Introduction
This is a
class derived from CStdioFile
which transparently handles the reading
and writing of Unicode
text files as well as ordinary multibyte text files.
The code
compiles as both multibyte and Unicode.
In Unicode, multibyte
files will be read and their content converted to Unicode
using the current code page. In multibyte compilations, Unicode
files will be read and converted to multibyte text.
The
identification of a Unicode
text file depends entirely on the presence of the Unicode
byte order mark (0xFEFF). Its absence is not an absolute
guarantee that a file is not Unicode,
but it's the only method I use here. Feel free to suggest
improvements.
By default,
the class writes multibyte files, but can optionally write
Unicode.
Background
The ability
to transparently handle both multibyte and Unicode
seems to be such a fundamental requirement, that I was
sure that there would already be something similar on
offer, and yet nothing turned up. Did I miss something?
I needed it
for a translation tool I wrote, and knocked together an
implementation that was good enough for my needs. This is
little more than a cleaned up version of that, so expect
bugs and all manner of deficiencies. I've tested the demo
app though with the basic combinations -- Unicode
files in a multibyte compilation, Unicode-Unicode,
Multibyte-Unicode, and
Multibyte-Multibyte, and they all seem to work.
Using the
code
The use of
the class is pretty simple.

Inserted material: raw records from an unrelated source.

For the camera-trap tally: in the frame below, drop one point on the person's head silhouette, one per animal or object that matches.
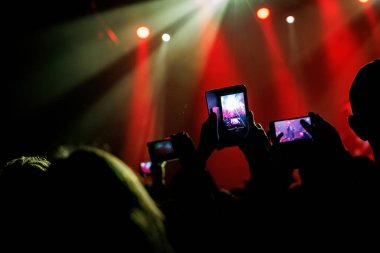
(364, 105)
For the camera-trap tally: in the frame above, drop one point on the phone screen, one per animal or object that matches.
(234, 111)
(145, 168)
(292, 129)
(161, 150)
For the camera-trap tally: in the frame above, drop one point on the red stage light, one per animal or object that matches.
(143, 32)
(263, 13)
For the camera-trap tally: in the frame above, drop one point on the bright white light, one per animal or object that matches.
(290, 19)
(165, 37)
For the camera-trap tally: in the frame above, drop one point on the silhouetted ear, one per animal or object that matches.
(358, 127)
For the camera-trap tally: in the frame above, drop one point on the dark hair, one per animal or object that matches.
(363, 91)
(103, 198)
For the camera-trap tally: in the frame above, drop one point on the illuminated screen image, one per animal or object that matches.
(145, 168)
(292, 129)
(234, 112)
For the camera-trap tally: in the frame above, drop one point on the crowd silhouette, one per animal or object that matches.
(99, 201)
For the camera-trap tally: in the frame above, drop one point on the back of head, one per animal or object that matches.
(364, 98)
(98, 197)
(363, 91)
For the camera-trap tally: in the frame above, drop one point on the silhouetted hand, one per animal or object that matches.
(256, 143)
(325, 136)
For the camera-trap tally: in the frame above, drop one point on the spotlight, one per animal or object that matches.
(290, 19)
(165, 37)
(143, 32)
(263, 13)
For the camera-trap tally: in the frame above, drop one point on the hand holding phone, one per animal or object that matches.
(230, 104)
(290, 130)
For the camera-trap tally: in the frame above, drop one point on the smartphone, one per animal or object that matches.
(291, 128)
(145, 168)
(161, 150)
(231, 107)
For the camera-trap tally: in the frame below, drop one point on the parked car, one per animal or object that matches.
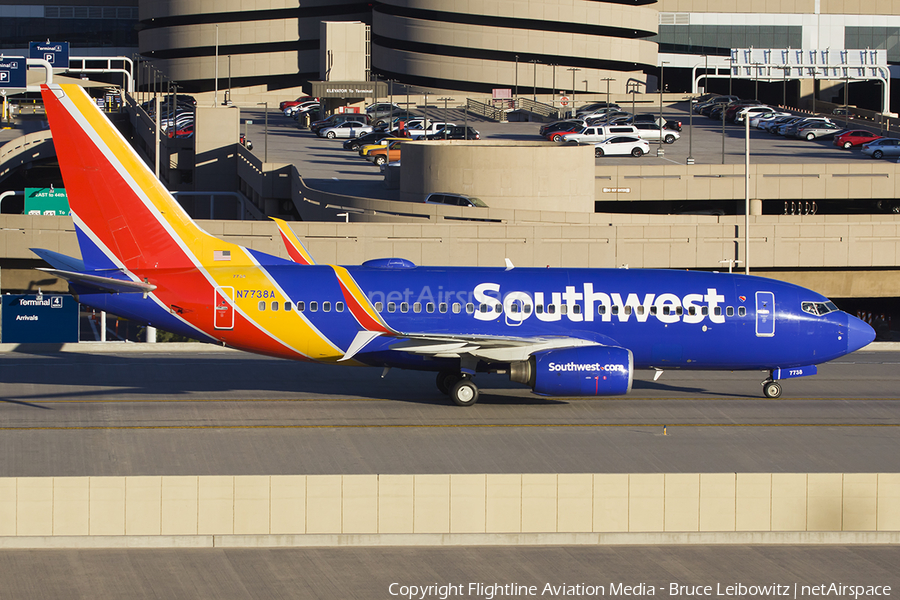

It overrides three functions
of CStdioFile
:
Open()
, ReadString()
and WriteString()
.
To write a Unicode file, add the flag CStdioFileEx::modeWriteUnicode
to the flags when calling the Open()
function.
In other
respects, usage is identical to CStdioFile
.
To find out
if a file you have opened is Unicode, you can call IsFileUnicodeText()
.
To get the
number of characters in the file, you can call GetCharCount()
.
This is unreliable for multibyte/UTF-8, however.
An example of
writing in Unicode:
// Test writing
CStdioFileEx fileWriteUnicode;
if (fileWriteUnicode.Open(_T("c:\\testwrite_unicode.txt"),
CFile::modeCreate | CFile::modeWrite | CStdioFileEx::modeWriteUnicode))
{
fileWriteUnicode.WriteString(_T("Unicode test file\n"));
fileWriteUnicode.WriteString(_T("Writing data\n"));
fileWriteUnicode.Close();
}
You can now
also specify the code page for multibyte file reading or
writing. Simply call SetCodePage()
before a
read to tell CStdioFileEx
which code page the
file is coded in, or before a write, to tell it which code
page you want it written in. Specifying CP_UTF8
as the code page allows you to read or write UTF-8 files.
The demo app
is a dialog which opens a file, tells you whether it's
Unicode or not and how many characters it contains, and
shows the first fifteen lines from it. In the last couple
of iterations I've added the option to convert a Unicode
file to multibyte, and a multibyte file to Unicode, and a
combo to specify the code page when reading.
As of v1.6,
there is no limitation on the length of the line that can
be read in any mode (Multibyte/Unicode,
Unicode/Multibyte,
etc.).
I'd love to
hear of people's experiences with it, as well as reports
of bugs, problems, improvements, etc.
Oh, and if
I've accidentally included something offensive in the demo
dialog, let me know. My Arabic and Chinese are not all
that good.
History
-
v1.0 -
Posted 14 May 2003
-
v1.1 - 23
August 2003. Incorporated fixes from Dennis Jeryd
-
v1.2 - 06
January 2005. Fixed garbage at end of file bug (Howard
J Oh)
-
v1.3 - 19
February 2005. Howard J Oh's fix mysteriously failed
to make it into the last release. Improved the test
program. Fixed miscellaneous bugs
Very important: In this release, ANSI
files written in ANSI are no longer written using WriteString
.
This means \n
will no longer be
"interpreted" as \r\n
. What you
write is what you get
-
v1.4 - 26
February 2005. Fixed submission screw-up
-
v1.5 - 18
November 2005. Code page can be specified for reading
and writing (inc. UTF-8). Multibyte buffers properly
calculated. Fix from Andy Goodwin
-
v1.6 - 19
July 2007. Major rewrite: Maximum line length
restriction removed; Use of strlen
/lstrlen
eliminated. Conversion functions always used to
calculate required buffers; \r
or \n
characters no longer lost; BOM writing now optional;
UTF-8 reading and writing works properly; systematic
tests are now included with the demo project